InquireFirst awards reporting grant to Central American team for regional health project
InquireFirst is pleased to announce that a team of Central American journalists has been awarded our second reporting grant for a regional health project which they will produce as part of our 2020 initiative to encourage cross-border reporting on science, health and the environment by Latin American journalists.
A partnership with the Howard Hughes Medical Institute (HHMI) Department of Science Education, our Historias Sin Fronteras project was launched in February and will continue throughout the year with the awarding of four grants to teams of Latin American journalists for cross-border reporting projects.
The Central American team is led by Marcela Cantero, a science and health journalist with more than 20 years’ reporting experience. For 16 years, Cantero reported for La Nación, covering international conferences on cancer, HIV/AIDS and other diseases. She is now a contributor to La Voz de Guanacaste, the first nonprofit, bilingual newspaper in Costa Rica.
Joining Cantero on the team are:
- Moisés Martínez, an award-winning investigative journalist and political editor at La Prensa in Nicaragua.

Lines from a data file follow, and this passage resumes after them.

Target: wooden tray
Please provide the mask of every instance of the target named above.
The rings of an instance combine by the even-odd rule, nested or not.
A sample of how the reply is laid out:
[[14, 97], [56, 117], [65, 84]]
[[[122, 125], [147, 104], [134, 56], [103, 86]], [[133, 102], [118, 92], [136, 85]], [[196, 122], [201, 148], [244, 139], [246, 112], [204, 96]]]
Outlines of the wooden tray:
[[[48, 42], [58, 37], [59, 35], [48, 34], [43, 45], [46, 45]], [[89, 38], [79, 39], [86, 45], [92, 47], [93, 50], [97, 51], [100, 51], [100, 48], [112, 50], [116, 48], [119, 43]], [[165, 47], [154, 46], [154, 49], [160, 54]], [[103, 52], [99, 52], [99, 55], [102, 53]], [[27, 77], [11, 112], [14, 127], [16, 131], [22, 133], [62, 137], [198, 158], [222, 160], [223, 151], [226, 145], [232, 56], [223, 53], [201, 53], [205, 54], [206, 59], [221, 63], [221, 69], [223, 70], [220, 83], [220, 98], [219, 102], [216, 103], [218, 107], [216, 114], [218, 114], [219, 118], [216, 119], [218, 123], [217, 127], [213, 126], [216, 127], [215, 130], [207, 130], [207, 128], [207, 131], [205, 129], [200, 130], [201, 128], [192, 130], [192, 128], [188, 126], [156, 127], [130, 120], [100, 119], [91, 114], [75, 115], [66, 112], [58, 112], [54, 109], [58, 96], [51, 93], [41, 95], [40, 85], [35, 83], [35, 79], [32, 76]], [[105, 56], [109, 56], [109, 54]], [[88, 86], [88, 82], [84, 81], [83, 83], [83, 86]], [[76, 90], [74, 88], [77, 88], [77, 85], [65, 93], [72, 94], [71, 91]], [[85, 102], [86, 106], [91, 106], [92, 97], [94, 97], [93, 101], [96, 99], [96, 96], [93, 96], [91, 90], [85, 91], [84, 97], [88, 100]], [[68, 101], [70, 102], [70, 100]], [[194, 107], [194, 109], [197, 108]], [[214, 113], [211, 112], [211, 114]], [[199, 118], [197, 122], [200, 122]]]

- Beatriz Benítez, political news coordinator at the online magazine GatoEncerrado.news in El Salvador. Before joining GatoEncerrado, Benítez worked in the Political section of Diario El Mundo and later worked at La Prensa Gráfica.
- Evelyn Boche, journalist for the Guatemalan newspaper elPeriódico, with 10 years of experience in investigative reporting. Before joining elPeriódico, Evelyn worked at the daily newspaper Siglo Veintiuno and ContraPoder magazine. In 2011, she did a professional internship in Madrid as part of the Balboa Program for Young Ibero-Americans.
In response to this initiative, we received numerous regional health project proposals. Our international panel of judges said that each of the proposals demonstrated the experience and creativity of the Latin American journalists who participated.
The judges singled out the proposal by the Central American team, calling it “an ambitious, multi-platform reporting project.”
“The proposal is timely and embodies the idea of a cross-border journalism effort,” the judges said. “The team is made up of great, diverse reporters who bring their skills together to do the job.”
The project, which focuses on the regional health challenges posed by Covid-19, will be published in late July.
Iván Carrillo, editor-in-chief of Tec Review magazine in Mexico, will serve as project editor. Carrillo is part of the 2016-2017 generation of the Knight Science Journalism Fellowship at MIT. He is a contributor to National Geographic and the Latin American editions of Newsweek and has collaborated with the Discovery Channel and CNN en Español.
InquireFirst will be issuing two additional calls for proposals this year: In July, the editorial focus will be the conservation of water and/or the ocean, and in September the project will focus on nutrition, biotechnology and/or food production.
By launching this regional initiative, InquireFirst and HHMI’s Department of Science Education aim to convene, inspire and encourage the work of science writers in Latin America. Across Latin America, science journalism plays a vital role in providing rigorous and current information to increasingly diverse audiences. Through our support of collaborative projects, we hope to strengthen the network of experienced Latin American science writers by providing them with reporting resources and new outlets where they can publish their outstanding work.